Grant Thornton to trial a 9-day working fortnight

“With so many of the professional services’ workforce reporting increased stress and health issues, we remain convinced the current system is broken,” said Grant Thornton CEO Greg Keith. “We will be bold in trying something different as we want a better outcome for our people and our clients. We see an irresistible opportunity to improve quality, client service and our people’s wellbeing.”

Grant Thornton’s offices will remain open full time during the trial to serve clients, with staff expected to average one less working day per fortnight over time, such that it might entail one full day off over two weeks or a half a day each week. During busy periods, a standard working week might be then balanced with four-day weeks in quieter times. The latter could also become the norm.

At the conclusion of the six-month trial, Grant Thornton will assess if its key performance indicators have been met over the period along with a range of other factors, at which stage the firm will consider permanently adopting the model. Should the trial prove ‘extremely’ successful, it may even test the waters of a 4-day week. However, the firm will also be keeping a close eye on client satisfaction.

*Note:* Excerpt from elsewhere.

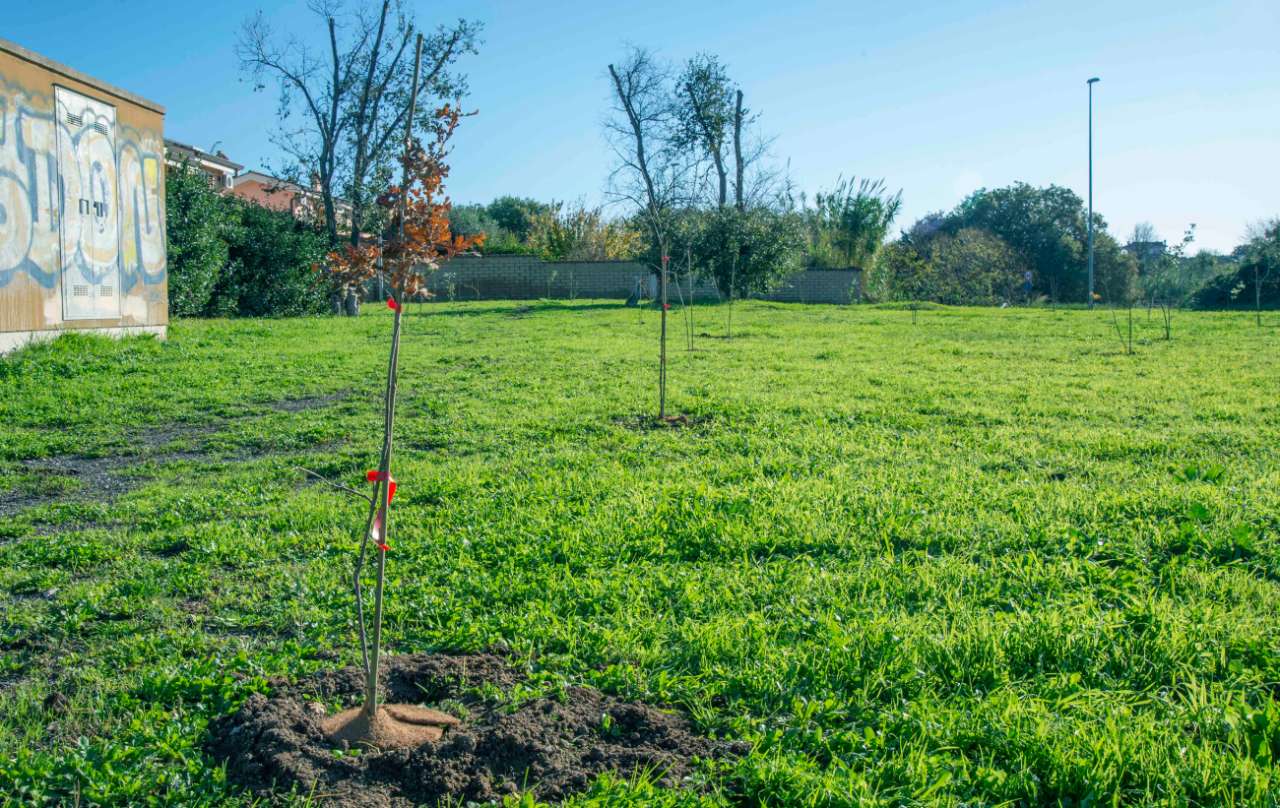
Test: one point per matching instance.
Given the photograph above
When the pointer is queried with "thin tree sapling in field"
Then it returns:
(419, 243)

“We will be closely engaging with clients throughout the trial to ensure the quality we deliver and their experience improves as expected,” Keith stated, having previously told the Australian Financial Review that the firm had already written to all of its clients. “To share with them the news and to explain to them that we see this as a trial to improve both client and people experience.”

The expectation is that with a refreshed and energised workforce – especially after what Keith describes as an exhausting past year – the reduced work hours will be seen in improved work quality, ultimately benefiting clients. Also “counterintuitive”, the firm posits that reducing work hours during an ongoing industry labour squeeze will in fact help it to attract and retain staff, thereby enhancing capacity.

While the firm’s competitors have been offering up a range of perks and rejigged working models since the onset of the Covid-19 pandemic, Grant Thornton becomes the first large professional services firm in Australia to formally institute a shortened working week – although such measures have been gathering steam in other industries. Unilever is one notable recent addition, turning to a 4-day week.